Where is the data stored

It’s important that your CPaaS system stores data on your customers in a central location, such as a profile, which can be accessed by any of your team. Make sure this isn’t tied to a channel, as remember, your customers will be omnichannel. It’s likely they will be communicating with you on several different channels, but they should be a known customer regardless of which they are using to chat with you. A great provider will also give you the option of custom fields to fill in that are relevant to your business (such as date of last MOT), and feed all of this back into your other business systems such as your CRM.

Contextual conversations

Having all of this data on your customer in a centralised store empowers your teams with context, so that they can more effectively engage, inform, delight and convert. For your customers, it also provides a superior experience that feels informal and effortless. Low friction experiences are key in today’s market, so anything that makes the customer’s life easier, such as not needing to repeat information, or look up their account number, is a huge plus.

API spaces

There may be situations where it is a conflict of interest to store data in one place, and an iron curtain may need to exist between different offices or departments. Make sure you CPaaS provider has the ability to truly separate data as much as it has the ability to unify it.

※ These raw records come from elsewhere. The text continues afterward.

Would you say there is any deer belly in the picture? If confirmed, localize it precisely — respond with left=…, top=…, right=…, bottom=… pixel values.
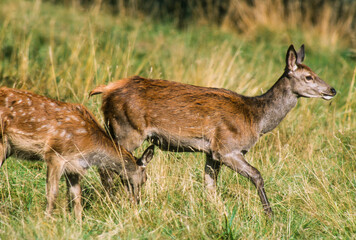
left=148, top=133, right=210, bottom=152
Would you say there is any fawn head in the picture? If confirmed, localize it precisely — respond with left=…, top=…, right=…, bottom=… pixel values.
left=285, top=45, right=336, bottom=100
left=120, top=145, right=154, bottom=202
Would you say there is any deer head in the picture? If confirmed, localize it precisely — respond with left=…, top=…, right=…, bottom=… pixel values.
left=285, top=45, right=336, bottom=100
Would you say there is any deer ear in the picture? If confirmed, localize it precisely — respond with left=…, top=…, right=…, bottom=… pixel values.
left=286, top=45, right=298, bottom=71
left=137, top=145, right=155, bottom=167
left=297, top=44, right=304, bottom=64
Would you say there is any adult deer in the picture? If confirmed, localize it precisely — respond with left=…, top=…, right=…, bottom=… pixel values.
left=90, top=45, right=336, bottom=215
left=0, top=87, right=153, bottom=219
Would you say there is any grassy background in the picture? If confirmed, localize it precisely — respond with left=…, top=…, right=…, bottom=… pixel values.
left=0, top=0, right=356, bottom=239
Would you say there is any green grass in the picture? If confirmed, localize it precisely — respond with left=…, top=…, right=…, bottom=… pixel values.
left=0, top=0, right=356, bottom=239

Where is it physically stored

Make sure your provider employs cloud architecture which gives you the ability to deploy to any country in the world in order to meet with regional data requirements quickly. This might not be something you require now, but who knows where your business will be in a year’s time. Being ready to globally deploy will ensure you can say yes to every opportunity that comes your way in the future.

Right to be forgotten

European consumers have what is known as the ‘right to be forgotten’. This means that, if requested, any data that you hold on an individual (whether they are an active customer or not), should be deleted from front and back end systems. This includes names, ages, locations, files and any conversation history, no matter how innocuous. With any provider you use, you will at all stages remain the data processor, which means the responsibility (and penalties if not completed) will come down to you for deleting the data. A good messaging provider, however, will make it easy for you to manage the data, and should a request like this come in, your provider should have a system in place that makes the right to be forgotten an easy and thorough process.

Subject Access Requests

European consumers may also perform a Subject Access Request, which means they would like to become aware of what data you hold on them. Like the right to be forgotten, a good CPaaS provider will make this easy to comply with.

Preference control

Both your business, and your customers will have preferences when it comes to the kind of messages you are sending. A great CPaaS provider will let you manage communication channel preferences at the click of a button, and even offer automated backups channels to ensure your message is always received.